CHAPTER THREE
Roz is asleep next to me, breathing softly, but I find myself unable to do the same. The sheets feel too soft and too scratchy all at once. This bedding doesn't smell like mine, and it doesn't smell like Roz's, and there's an unexpected chill in the room, one that gives me goosebumps and singes the inside of my nose just enough to make me glad that we didn't go skinny dipping. It's surprisingly chilly tonight.
My mind is too awake.
My fingers are practically itching for my laptop.
I glance over at Roz. She only stopped talking a few minutes ago—I don't think she's deeply asleep yet. I don't want to get out of bed and wake her up. It feels like she's only just begun to return to herself, as if she's coming back from that overstressed, strung-out place she's been existing within these past few months. It wasn't healthy. She needs her sleep.

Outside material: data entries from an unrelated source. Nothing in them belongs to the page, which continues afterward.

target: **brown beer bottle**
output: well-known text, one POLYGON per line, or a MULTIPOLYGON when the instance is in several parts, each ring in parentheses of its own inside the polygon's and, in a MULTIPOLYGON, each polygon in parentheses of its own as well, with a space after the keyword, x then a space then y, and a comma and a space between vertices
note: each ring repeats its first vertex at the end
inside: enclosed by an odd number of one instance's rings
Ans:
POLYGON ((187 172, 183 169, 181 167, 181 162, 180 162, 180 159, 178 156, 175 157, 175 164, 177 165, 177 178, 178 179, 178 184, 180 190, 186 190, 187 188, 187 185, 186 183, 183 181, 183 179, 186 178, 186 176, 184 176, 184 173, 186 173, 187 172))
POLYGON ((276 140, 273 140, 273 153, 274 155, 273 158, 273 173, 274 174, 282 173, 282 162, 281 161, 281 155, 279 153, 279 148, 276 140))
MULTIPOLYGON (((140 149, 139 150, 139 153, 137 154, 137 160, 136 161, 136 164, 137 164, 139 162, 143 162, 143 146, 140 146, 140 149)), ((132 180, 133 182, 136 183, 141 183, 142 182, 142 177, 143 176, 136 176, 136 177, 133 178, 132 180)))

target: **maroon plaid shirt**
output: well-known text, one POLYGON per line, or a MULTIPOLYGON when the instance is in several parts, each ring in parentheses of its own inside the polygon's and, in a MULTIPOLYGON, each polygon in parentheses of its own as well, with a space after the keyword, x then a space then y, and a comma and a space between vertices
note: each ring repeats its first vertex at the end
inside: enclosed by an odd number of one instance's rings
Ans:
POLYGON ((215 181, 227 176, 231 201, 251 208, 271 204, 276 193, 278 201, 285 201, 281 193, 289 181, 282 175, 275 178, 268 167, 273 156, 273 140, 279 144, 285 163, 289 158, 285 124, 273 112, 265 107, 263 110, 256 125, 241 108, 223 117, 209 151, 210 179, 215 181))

So, I don't get up. I just lay still and stare up at the ceiling, at the slowly whirring fan. I don't need my laptop, I tell myself. It's not required to brainstorm, after all. And that's what I need to do: think of my next book.
I roll over onto my side, facing away from Roz and pressing the limp pillow to my cheek. A part of my contract was that my publisher, St. Puffin's, gets first dibs on my next book idea, my option book. I can't complain about them as a publisher—I've had a great experience with them thus far. They ticked all my boxes: they publish insanely prolific literary fiction writers (like Roz and our friend Alison Chung); they clearly value diverse authors and perspectives; and, my editor, Ilan, really brought out new dimensions in my book, ones I hadn't considered until before we went to auction.
They definitely don't want my fluffy little romance book, the one I stopped thinking about right after Roz sent me her edits on it. By the time she'd sent me her thoughts about act one, I was already about to sign with Cassidy, and I wanted to focus on The Monster Down the Lane. My brief foray into the world of romance novels was brutally cut short when Leona and Carl's story sold.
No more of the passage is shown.